Problem 4.11(d) from Billingsley's Probability and Measure book states: Show that $P\left(\limsup A_n\right)=1$ if and only if $\sum_n P(A\cap A_n) $ diverges for each $A$ of positive probability.
Notably, there is no assumption that the $A_i's$ are independent. I'm not sure how to proceed here! I assume there is a nice trick. Any hints are most welcome.

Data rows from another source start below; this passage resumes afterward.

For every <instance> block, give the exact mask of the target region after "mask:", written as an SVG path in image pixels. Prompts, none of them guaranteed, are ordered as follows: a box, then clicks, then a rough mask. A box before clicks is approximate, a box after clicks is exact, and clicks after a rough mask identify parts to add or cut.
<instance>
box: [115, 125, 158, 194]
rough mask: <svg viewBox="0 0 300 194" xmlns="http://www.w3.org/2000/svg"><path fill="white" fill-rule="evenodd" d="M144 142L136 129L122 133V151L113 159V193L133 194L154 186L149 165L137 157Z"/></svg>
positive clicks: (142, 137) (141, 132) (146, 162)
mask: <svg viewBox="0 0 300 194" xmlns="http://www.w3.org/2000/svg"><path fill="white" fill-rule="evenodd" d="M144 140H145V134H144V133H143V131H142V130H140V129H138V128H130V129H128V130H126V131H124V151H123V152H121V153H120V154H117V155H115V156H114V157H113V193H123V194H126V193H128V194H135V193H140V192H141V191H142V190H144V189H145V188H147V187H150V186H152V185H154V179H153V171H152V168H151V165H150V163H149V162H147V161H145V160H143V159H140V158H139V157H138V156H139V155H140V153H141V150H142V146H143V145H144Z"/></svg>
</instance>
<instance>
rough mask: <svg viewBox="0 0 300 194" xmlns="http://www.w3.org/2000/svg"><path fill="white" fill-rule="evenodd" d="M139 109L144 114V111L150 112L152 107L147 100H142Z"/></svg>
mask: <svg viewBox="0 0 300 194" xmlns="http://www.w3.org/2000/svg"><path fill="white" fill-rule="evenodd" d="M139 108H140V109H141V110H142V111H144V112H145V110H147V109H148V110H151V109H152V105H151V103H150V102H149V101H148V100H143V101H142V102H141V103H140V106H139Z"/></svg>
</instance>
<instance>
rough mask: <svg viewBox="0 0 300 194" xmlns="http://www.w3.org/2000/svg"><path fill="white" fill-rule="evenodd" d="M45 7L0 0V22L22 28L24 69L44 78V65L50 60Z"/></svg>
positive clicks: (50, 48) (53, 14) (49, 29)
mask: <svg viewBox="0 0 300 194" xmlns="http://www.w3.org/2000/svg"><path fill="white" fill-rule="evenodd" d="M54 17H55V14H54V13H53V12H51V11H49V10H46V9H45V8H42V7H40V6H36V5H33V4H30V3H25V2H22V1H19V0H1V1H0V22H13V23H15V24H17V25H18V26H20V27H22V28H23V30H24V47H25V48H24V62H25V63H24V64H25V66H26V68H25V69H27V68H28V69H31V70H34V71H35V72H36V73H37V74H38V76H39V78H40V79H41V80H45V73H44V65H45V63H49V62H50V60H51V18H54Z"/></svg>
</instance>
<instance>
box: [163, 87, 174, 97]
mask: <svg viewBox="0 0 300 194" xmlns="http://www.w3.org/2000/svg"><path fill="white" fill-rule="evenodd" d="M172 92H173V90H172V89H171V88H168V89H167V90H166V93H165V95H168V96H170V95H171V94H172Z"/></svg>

It seems to be simpler to show the equivalence of the negation of the assertions, that is, we will prove that $$ \mathbb P\left(\limsup_{n\to\infty}A_n\right)<1\Leftrightarrow \mbox{ there exists }B \mbox{ of positive probability such that }\sum_n\mathbb P\left(B\cap A_n\right)<\infty. $$ Let us show $\Leftarrow$. By the classical Borel-Cantelli lemma applied to $(B\cap A_n)_n$, we derive that $\mathbb P\left(\limsup_n (B\cap A_n)\right)=0$. By elementary operations on sets, we derive that $\mathbb P(A\cap B)=0$, where $A=\limsup_nA_n$. As a consequence, $\mathbb P(A)=\mathbb P(A\cap B^c)\leqslant \mathbb P(B^c)$. Since $\mathbb P(B)>0$, $\mathbb P(B^c)<1$ hence $\mathbb P(A)<1$.
It remains to show $\Rightarrow$. By assumption, $\mathbb P(\liminf_n A_n^c)=\mathbb P\left(\left(\limsup_n A_n\right)^c\right)>0$. By definition of $\liminf$, there exists a $k_0$ such that $\mathbb P\left(\bigcap_{k\geqslant k_0}A_k^c\right)>0$. Let $B=\bigcap_{k\geqslant k_0}A_k^c$. For $n\geqslant k_0$, $B\cap A_n$ is empty hence the series $\sum_n\mathbb P\left(B\cap A_n\right)$ converges.